The success of the Monroe Carell Jr. Children's Hospital at Vanderbilt, under the direction of Kevin Churchwell, M.D., CEO and executive director, was noted in a number of charts.

The charts showed growth in patient services and profits maintained in a difficult economy. Gitlin praised the efforts of the department’s practicing pediatric clinical faculty, saying the 260 faculty are vital for educational efforts.

Among the programs Gitlin said have had a positive impact are Palliative Care, led by Karen Cassidy, M.D., the Pediatric Cardiology clinic, which was recognized with a national service award and the leadership offered by William Cooper, M.D., who has been named vice chair for Faculty Affairs.

Gitlin outlined a list of four major departmental goals: service excellence in ambulatory clinics; better use of Vanderbilt’s electronic medical records to ease patient documentation and sustain improvements in research and clinical services; clinical educator faculty leadership and scholarship; and clinical research leadership and infrastructure.
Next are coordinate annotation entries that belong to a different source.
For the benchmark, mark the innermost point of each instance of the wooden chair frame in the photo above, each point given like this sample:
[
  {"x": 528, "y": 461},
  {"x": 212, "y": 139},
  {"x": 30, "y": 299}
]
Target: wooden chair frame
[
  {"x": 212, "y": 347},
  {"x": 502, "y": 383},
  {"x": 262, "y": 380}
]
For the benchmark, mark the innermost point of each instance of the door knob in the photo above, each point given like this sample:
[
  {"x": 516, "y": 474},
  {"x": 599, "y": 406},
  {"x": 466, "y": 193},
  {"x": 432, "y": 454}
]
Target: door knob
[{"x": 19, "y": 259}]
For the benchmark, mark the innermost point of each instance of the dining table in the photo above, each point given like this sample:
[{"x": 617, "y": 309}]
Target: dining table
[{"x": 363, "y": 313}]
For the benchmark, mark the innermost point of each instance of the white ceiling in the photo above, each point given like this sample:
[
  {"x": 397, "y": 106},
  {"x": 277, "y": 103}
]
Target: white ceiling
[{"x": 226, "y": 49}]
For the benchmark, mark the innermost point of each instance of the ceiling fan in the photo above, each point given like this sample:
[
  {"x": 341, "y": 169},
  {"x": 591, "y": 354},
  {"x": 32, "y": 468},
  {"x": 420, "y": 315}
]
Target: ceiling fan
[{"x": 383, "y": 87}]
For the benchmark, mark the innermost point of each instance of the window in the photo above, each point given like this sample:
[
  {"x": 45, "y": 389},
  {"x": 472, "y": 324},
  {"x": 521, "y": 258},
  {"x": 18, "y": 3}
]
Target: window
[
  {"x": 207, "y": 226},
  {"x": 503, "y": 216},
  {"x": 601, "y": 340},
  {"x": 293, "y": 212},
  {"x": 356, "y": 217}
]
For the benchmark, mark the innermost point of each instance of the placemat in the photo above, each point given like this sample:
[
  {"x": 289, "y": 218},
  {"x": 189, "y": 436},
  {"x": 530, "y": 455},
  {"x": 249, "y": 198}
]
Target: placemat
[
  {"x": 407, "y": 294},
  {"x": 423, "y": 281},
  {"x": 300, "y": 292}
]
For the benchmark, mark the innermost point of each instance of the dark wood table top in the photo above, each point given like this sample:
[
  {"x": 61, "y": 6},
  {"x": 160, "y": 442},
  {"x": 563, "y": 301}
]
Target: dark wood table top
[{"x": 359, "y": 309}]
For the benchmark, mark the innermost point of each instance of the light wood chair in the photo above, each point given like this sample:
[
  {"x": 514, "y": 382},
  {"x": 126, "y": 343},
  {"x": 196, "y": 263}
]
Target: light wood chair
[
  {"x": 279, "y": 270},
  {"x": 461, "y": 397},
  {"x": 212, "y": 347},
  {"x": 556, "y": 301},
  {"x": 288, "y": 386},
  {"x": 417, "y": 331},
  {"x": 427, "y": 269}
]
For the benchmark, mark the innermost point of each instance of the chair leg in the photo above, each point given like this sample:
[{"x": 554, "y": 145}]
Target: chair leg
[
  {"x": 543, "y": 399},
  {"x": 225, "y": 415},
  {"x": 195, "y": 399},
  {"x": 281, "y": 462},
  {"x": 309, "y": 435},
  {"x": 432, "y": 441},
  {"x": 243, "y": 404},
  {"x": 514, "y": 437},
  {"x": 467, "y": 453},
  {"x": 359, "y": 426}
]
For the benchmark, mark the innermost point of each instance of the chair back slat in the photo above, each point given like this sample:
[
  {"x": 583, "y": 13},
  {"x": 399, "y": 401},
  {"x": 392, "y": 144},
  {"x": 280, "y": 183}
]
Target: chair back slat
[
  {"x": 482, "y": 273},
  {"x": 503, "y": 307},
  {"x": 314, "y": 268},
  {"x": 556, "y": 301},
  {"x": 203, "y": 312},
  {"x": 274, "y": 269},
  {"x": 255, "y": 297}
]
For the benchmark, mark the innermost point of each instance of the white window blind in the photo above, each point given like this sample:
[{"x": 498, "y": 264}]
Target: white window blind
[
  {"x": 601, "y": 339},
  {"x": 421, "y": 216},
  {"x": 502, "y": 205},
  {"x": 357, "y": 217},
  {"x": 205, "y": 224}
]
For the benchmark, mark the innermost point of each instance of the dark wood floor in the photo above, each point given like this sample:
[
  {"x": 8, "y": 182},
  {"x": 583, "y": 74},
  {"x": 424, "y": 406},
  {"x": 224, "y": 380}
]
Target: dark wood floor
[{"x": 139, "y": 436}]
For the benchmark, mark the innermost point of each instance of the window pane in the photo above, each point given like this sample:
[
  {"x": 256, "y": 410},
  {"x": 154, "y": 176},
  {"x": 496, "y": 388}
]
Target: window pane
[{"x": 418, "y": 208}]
Gitlin said a series of workshops will address these goals this fall.

Partnerships with community pediatricians have made a great deal of outreach possible. Gitlin praised Mumtaz Darbar, chief financial officer for Pediatrics, for her leadership in developing relationships that have led to very successful practices in Jackson-Madison County’s General Hospital, and in Franklin on Edward Curd Lane, among other places.

In the final portion of Gitlin’s address, he praised the department’s top researchers and said Pediatrics now ranks fifth in the nation for NIH research funding among its peers.